Unfortunately, however, during the last stages of my research I discovered that the obfuscation is not implemented properly and can be fully bypassed, something which I outline in the following, separate blogpost. The silver lining is that with a tool like SSHniff
, verifying that a patch is implemented properly is much easier than sifting through WireShark
packets and counting sizes.
As stated previously, the dataset at my disposal was quite small in size, which is also the reason why I created a second, personalised one, to showcase the impact of a targeted attack. However, even with the smaller participant dataset, certain commands were consistently identifiable with various algorithms. This was merely a PoC, highlighting that the metadata transmitted by SSH is too much for comfort. It is not unfeasible for actors with substantially more resources to leverage this on a much more impactful scale; network captures are essentially immutable, so once a session is observed and stored, they could eventually fall prey to more sophisticated attacks.

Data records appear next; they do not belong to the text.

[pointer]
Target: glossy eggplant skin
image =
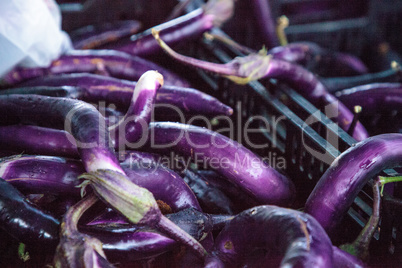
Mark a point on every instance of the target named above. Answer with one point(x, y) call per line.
point(323, 62)
point(343, 259)
point(229, 158)
point(187, 27)
point(339, 185)
point(164, 183)
point(103, 62)
point(212, 200)
point(42, 174)
point(24, 221)
point(97, 88)
point(295, 235)
point(334, 84)
point(309, 86)
point(373, 98)
point(93, 36)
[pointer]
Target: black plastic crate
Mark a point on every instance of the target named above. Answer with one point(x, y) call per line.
point(307, 148)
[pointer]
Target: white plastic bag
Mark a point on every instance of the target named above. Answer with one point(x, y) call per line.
point(30, 34)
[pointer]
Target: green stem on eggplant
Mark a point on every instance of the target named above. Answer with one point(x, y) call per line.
point(360, 247)
point(283, 23)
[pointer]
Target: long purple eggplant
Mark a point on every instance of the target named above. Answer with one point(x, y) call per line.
point(261, 65)
point(104, 62)
point(232, 160)
point(184, 28)
point(24, 221)
point(338, 187)
point(76, 249)
point(42, 174)
point(105, 175)
point(295, 235)
point(239, 165)
point(265, 22)
point(131, 127)
point(321, 61)
point(373, 98)
point(392, 75)
point(96, 88)
point(212, 200)
point(93, 36)
point(57, 175)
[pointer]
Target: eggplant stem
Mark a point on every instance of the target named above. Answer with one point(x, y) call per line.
point(73, 215)
point(172, 230)
point(229, 42)
point(283, 23)
point(360, 247)
point(222, 69)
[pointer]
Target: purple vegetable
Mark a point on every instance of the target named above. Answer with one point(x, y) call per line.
point(76, 249)
point(93, 36)
point(56, 175)
point(265, 22)
point(236, 163)
point(212, 200)
point(343, 259)
point(42, 174)
point(257, 66)
point(131, 127)
point(96, 88)
point(321, 61)
point(42, 141)
point(104, 62)
point(184, 28)
point(24, 221)
point(338, 187)
point(165, 184)
point(373, 98)
point(104, 172)
point(391, 75)
point(295, 235)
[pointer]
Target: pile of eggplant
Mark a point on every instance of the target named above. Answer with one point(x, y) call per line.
point(94, 173)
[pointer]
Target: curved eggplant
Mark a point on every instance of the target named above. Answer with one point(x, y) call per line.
point(104, 62)
point(186, 27)
point(229, 158)
point(24, 221)
point(97, 88)
point(295, 235)
point(242, 70)
point(93, 36)
point(338, 187)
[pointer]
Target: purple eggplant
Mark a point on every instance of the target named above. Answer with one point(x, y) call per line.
point(392, 75)
point(104, 62)
point(212, 200)
point(322, 62)
point(295, 235)
point(165, 184)
point(42, 141)
point(76, 249)
point(343, 259)
point(229, 158)
point(104, 172)
point(42, 174)
point(57, 175)
point(338, 187)
point(176, 31)
point(26, 222)
point(233, 161)
point(373, 98)
point(242, 70)
point(96, 88)
point(93, 36)
point(265, 22)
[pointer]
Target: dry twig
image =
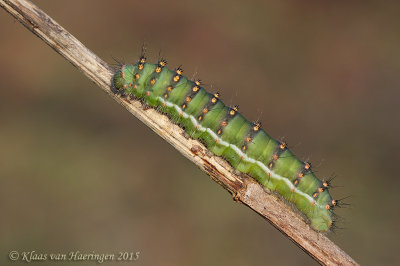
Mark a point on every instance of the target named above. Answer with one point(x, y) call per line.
point(244, 188)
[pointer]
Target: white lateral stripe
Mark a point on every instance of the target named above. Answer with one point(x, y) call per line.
point(238, 151)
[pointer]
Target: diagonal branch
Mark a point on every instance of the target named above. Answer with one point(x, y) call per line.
point(244, 188)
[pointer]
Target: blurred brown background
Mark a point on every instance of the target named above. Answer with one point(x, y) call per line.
point(78, 172)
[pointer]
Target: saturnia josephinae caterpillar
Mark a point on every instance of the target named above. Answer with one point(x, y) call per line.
point(225, 132)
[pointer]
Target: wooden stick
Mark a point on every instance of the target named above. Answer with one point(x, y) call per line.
point(244, 188)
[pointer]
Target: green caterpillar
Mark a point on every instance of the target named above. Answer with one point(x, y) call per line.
point(225, 132)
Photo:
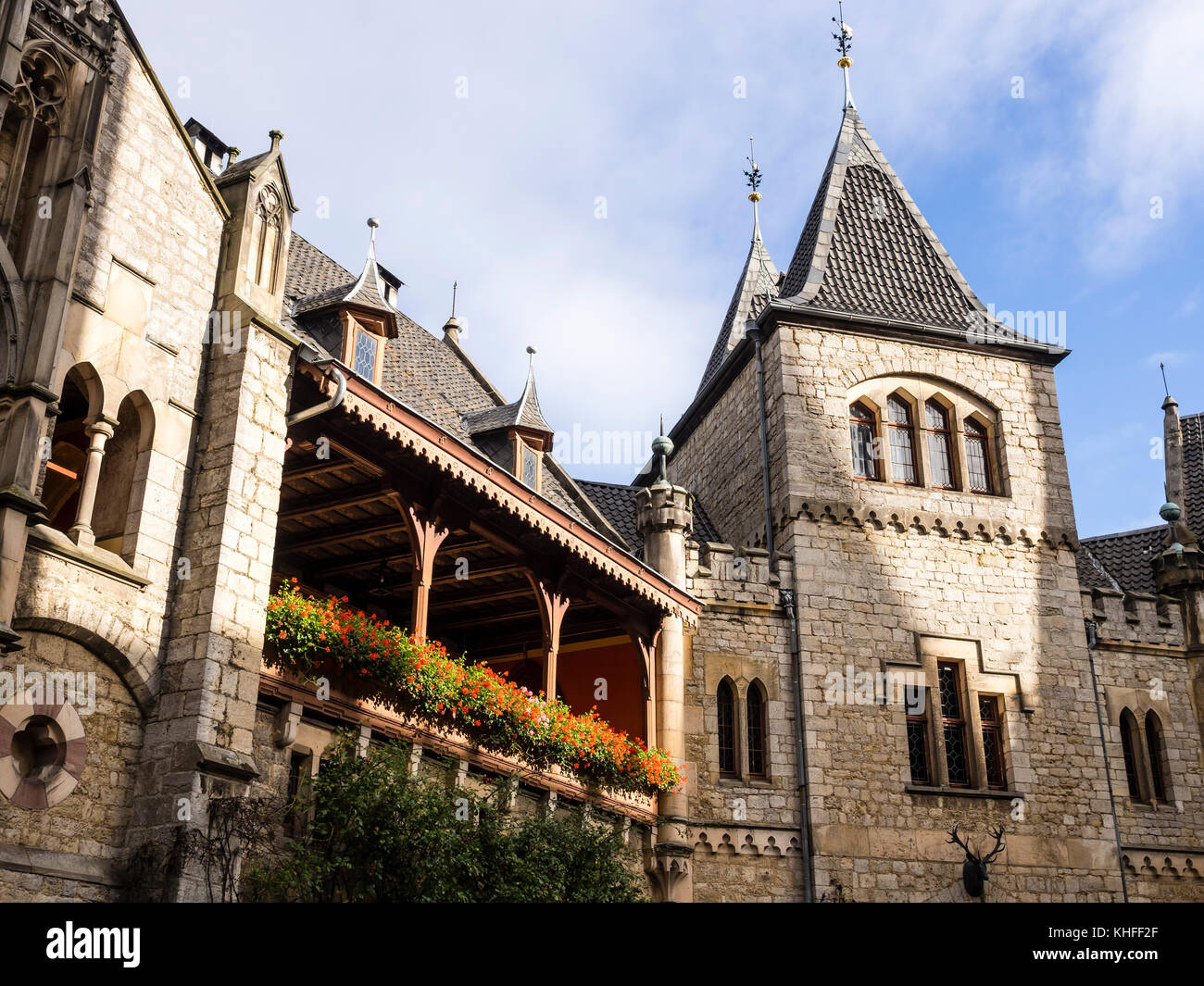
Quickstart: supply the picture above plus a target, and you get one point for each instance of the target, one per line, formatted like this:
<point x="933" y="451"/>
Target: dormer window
<point x="364" y="354"/>
<point x="529" y="465"/>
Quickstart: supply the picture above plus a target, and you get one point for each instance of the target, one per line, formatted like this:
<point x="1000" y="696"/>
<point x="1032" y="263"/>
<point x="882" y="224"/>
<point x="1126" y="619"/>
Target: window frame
<point x="727" y="688"/>
<point x="938" y="435"/>
<point x="872" y="425"/>
<point x="897" y="428"/>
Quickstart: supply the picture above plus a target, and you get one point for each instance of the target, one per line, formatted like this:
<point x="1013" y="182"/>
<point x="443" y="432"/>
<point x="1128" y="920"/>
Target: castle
<point x="847" y="593"/>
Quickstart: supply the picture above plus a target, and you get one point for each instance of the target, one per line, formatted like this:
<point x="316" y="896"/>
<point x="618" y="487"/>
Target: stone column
<point x="665" y="518"/>
<point x="100" y="431"/>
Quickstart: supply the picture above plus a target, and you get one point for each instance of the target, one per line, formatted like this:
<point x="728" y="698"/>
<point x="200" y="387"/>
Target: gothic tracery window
<point x="902" y="437"/>
<point x="940" y="459"/>
<point x="726" y="706"/>
<point x="862" y="435"/>
<point x="978" y="456"/>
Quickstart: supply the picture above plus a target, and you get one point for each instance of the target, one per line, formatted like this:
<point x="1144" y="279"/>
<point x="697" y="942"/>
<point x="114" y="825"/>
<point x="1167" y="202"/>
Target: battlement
<point x="1135" y="618"/>
<point x="721" y="572"/>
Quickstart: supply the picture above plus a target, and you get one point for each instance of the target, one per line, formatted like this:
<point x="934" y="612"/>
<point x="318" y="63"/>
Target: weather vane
<point x="754" y="176"/>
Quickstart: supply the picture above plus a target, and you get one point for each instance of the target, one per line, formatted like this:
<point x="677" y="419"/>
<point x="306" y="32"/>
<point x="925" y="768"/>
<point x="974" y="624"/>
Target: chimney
<point x="211" y="151"/>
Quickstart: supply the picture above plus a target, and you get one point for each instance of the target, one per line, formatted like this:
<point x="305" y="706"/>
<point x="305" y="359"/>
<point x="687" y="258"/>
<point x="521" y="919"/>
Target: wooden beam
<point x="356" y="496"/>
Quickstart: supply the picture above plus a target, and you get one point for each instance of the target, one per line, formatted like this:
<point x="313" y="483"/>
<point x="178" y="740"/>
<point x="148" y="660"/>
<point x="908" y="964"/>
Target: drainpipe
<point x="786" y="597"/>
<point x="1090" y="625"/>
<point x="306" y="353"/>
<point x="754" y="331"/>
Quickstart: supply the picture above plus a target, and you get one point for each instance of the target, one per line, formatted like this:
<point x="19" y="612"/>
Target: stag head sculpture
<point x="974" y="868"/>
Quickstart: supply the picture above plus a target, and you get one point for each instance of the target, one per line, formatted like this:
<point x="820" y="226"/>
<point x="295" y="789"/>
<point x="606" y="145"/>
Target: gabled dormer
<point x="366" y="313"/>
<point x="261" y="207"/>
<point x="516" y="433"/>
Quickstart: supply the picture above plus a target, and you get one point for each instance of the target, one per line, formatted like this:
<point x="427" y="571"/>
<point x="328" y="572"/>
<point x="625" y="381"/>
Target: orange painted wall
<point x="619" y="665"/>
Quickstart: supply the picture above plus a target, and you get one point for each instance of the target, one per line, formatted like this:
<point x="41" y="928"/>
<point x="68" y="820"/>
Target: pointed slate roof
<point x="521" y="413"/>
<point x="366" y="292"/>
<point x="758" y="280"/>
<point x="867" y="249"/>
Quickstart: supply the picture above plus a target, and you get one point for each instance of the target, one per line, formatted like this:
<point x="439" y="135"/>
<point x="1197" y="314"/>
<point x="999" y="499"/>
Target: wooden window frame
<point x="727" y="686"/>
<point x="892" y="428"/>
<point x="759" y="732"/>
<point x="935" y="435"/>
<point x="871" y="424"/>
<point x="984" y="437"/>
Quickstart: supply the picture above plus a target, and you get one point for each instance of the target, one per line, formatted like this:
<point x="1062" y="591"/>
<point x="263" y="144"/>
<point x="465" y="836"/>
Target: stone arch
<point x="113" y="643"/>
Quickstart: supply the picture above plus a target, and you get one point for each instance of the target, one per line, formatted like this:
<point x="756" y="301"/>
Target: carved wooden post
<point x="426" y="533"/>
<point x="553" y="605"/>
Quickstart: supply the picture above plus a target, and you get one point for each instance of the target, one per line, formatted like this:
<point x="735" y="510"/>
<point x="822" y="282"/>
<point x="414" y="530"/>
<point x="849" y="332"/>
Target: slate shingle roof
<point x="758" y="279"/>
<point x="867" y="249"/>
<point x="615" y="501"/>
<point x="425" y="373"/>
<point x="1124" y="561"/>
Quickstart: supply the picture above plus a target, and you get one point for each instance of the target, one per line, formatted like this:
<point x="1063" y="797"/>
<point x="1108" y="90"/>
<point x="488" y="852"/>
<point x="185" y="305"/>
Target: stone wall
<point x="73" y="849"/>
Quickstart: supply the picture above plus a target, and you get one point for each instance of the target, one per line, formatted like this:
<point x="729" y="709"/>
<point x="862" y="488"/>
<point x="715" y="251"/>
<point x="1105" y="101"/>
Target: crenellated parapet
<point x="721" y="572"/>
<point x="980" y="529"/>
<point x="1135" y="618"/>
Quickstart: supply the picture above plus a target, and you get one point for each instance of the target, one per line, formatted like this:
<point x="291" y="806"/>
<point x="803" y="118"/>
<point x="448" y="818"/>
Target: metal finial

In the conclusion of my thesis, I also highlighted that for future work, such approaches could include incorporating additional metadata and context into the analysis. For instance, the sizes of the responses returned by the server for each command sequence could tighten the scope of commands to be considered for each keystroke sequence. Additionally, one can infer certain parameters like the CWD’s path length (or the current username) by looking at the length of the CLI prompt packet returned by the server after each command. There are a lot of unexplored ways to work with this metadata, but the important thing is that most would be muzzled by the patch introduced in 9.5, which is great.